Quality compilers were written almost from day one: CMUCL, Allegro CL, LispWorks, Lucid CL. Of those Lucid CL was the fastest with the most optimizations.

Note that there are two or three different types of speed that needs to be addressed in CL: 1) the speed of unoptimized, fully dynamic and safe Lisp. 2) the speed of optimized, non-dynamic, and possibly unsafe Lisp. 3) the speed of production applications which need to be safe, somewhat dynamic, but optimized.

> Also, wouldn't TAGBODY/GO be replaceable in presence of proper tail recursion by structuring the "TAGBODY basic blocks" into mutually recursive function calls?

TCO is done by some implementations. Generally it is not seen as a useful default feature. Common Lisp favors iteration over TCO-based recursion. That's also what I favor. Since there are some implementation targets which don't support TCO (or where TCO makes implementations more difficult, one went to the simpler language). For example some of the Lisp Machines at that time did not support TCO. Today for example the JVM (where Common Lisp also runs on) does not support TCO. Scheme is seen as a different Lisp dialect and CL mostly learned from Scheme the default lexical binding - not more. Remember Scheme is much older than CL. CL did not adopt Scheme's one namespace, its calling semantics and conventions, not its naming conventions, not CALL/CC, not its macro system, ... This again shows that CL is not a compromise dialect - it simply does not support a lot Scheme-style programming - even though Scheme is a decade older than CL. By design.

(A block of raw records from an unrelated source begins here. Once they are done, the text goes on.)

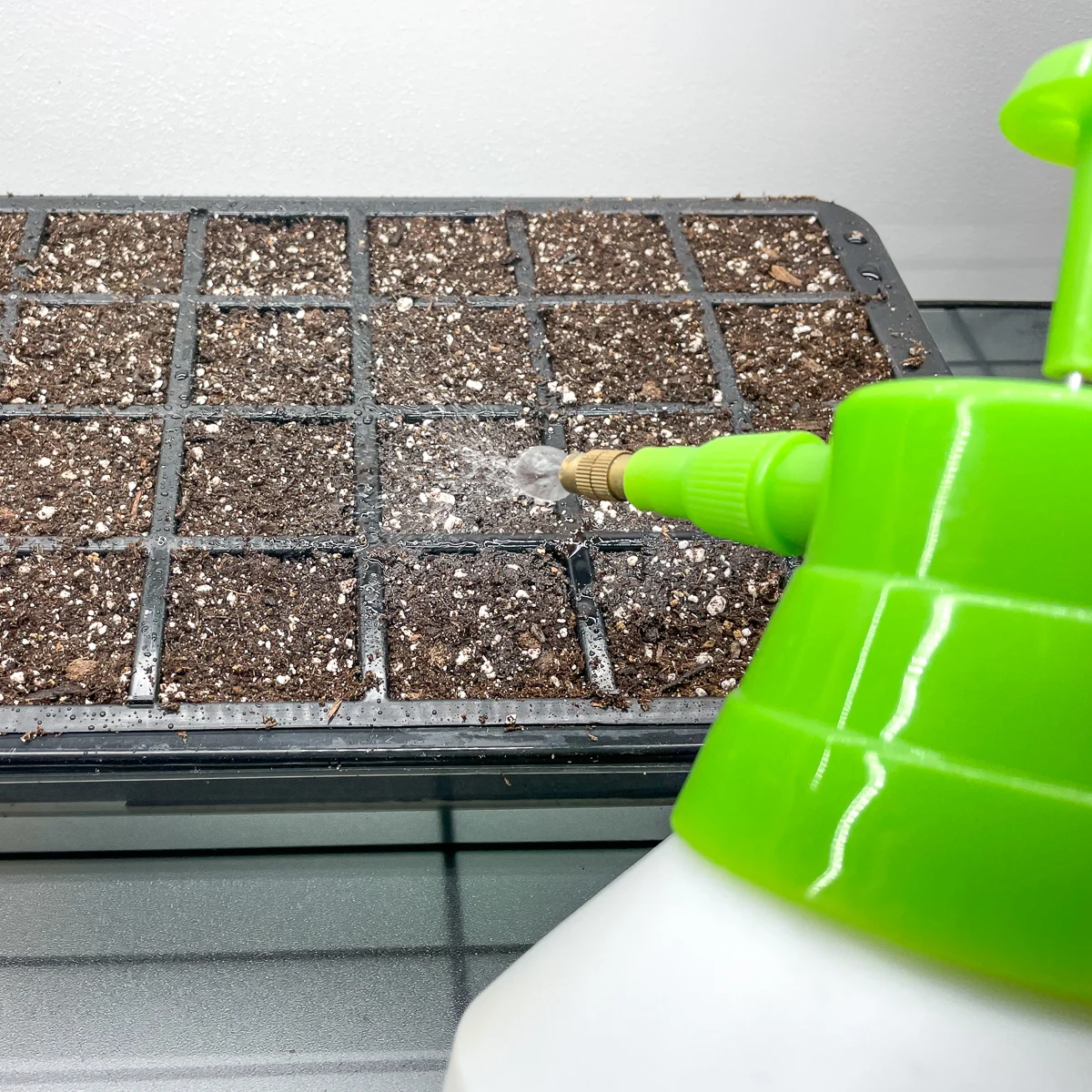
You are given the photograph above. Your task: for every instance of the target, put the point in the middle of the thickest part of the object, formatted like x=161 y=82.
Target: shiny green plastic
x=1049 y=115
x=911 y=749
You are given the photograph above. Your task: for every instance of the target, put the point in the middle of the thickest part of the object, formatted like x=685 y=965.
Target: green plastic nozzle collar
x=759 y=490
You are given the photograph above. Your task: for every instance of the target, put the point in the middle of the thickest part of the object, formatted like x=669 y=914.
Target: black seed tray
x=60 y=746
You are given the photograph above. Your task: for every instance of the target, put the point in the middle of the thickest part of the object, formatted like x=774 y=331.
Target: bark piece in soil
x=451 y=474
x=628 y=431
x=438 y=256
x=794 y=364
x=260 y=628
x=663 y=642
x=12 y=225
x=441 y=356
x=85 y=479
x=606 y=353
x=137 y=254
x=763 y=254
x=263 y=479
x=491 y=625
x=66 y=626
x=112 y=354
x=273 y=356
x=303 y=256
x=603 y=252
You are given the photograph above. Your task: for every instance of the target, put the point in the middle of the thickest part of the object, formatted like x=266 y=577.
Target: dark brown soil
x=795 y=364
x=11 y=235
x=682 y=620
x=496 y=625
x=451 y=355
x=262 y=479
x=277 y=257
x=628 y=432
x=605 y=353
x=450 y=474
x=86 y=479
x=437 y=256
x=763 y=254
x=66 y=626
x=137 y=254
x=112 y=354
x=599 y=252
x=260 y=628
x=273 y=356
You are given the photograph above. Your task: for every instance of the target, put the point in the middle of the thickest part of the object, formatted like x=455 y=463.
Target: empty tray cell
x=273 y=356
x=440 y=256
x=603 y=252
x=86 y=479
x=277 y=257
x=441 y=356
x=610 y=353
x=117 y=252
x=682 y=618
x=265 y=479
x=453 y=474
x=794 y=364
x=66 y=626
x=109 y=354
x=627 y=432
x=11 y=235
x=496 y=625
x=260 y=628
x=763 y=254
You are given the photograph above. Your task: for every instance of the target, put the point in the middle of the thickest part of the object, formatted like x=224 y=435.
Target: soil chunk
x=442 y=356
x=763 y=254
x=273 y=356
x=68 y=622
x=85 y=479
x=110 y=354
x=452 y=475
x=610 y=353
x=794 y=364
x=126 y=254
x=682 y=618
x=260 y=628
x=603 y=252
x=263 y=479
x=303 y=256
x=441 y=256
x=494 y=625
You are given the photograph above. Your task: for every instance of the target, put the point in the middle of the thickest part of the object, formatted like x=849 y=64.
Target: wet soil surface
x=763 y=254
x=603 y=252
x=262 y=479
x=277 y=257
x=85 y=479
x=452 y=475
x=126 y=254
x=610 y=353
x=11 y=235
x=441 y=356
x=258 y=628
x=112 y=354
x=68 y=622
x=794 y=364
x=273 y=356
x=682 y=618
x=437 y=256
x=628 y=432
x=494 y=625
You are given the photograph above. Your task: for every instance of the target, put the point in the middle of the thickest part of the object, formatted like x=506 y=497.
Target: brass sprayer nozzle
x=595 y=474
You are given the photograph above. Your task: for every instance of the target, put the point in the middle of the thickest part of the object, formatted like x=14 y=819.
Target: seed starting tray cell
x=257 y=447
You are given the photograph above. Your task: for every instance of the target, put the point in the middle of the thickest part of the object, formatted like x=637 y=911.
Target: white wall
x=889 y=108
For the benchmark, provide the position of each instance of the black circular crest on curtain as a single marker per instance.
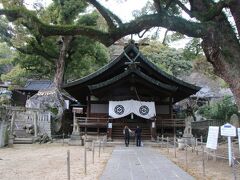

> Yes, the Common Lisp standard mentions inlining. But did you notice how nowadays, that's more or less considered an implementation issue rather than a language issue? How JVMs are capable of inlining just fine without having to be hinted what to inline and what not to inline?

Common Lisp was not designed for one special implementation platform. Some CL compilers may honor INLINE declarations (many do), others do inlining automatically (like Allegro CL). If an implementation of Common Lisp on the JVM uses its inlining capabilities, fine. But there are many other implementations. ECL for example compiles to C and nobody is would say it is a good thing to stop working on that, just because the JVM exists. The JVM is a language issue. It's the Java Virtual Machine. It was not designed to host Lisp or support efficient implementations of Lisp. One can implement Lisp on the JVM, but it is a not so good fit.

> a lot of the design decisions seem to make writing Common Lisp compilers actually more complicated to modern compiler writers.

You are vague on these issues. Sure a good Common Lisp compiler is complex, but because the complexity is in things like the type system, type inferencing, etc etc. The base language itself is relatively simple. The result is that CL compilers still are producing faster code than most dynamic languages. Native implementations are still much faster and tighter than what the JVM can offer.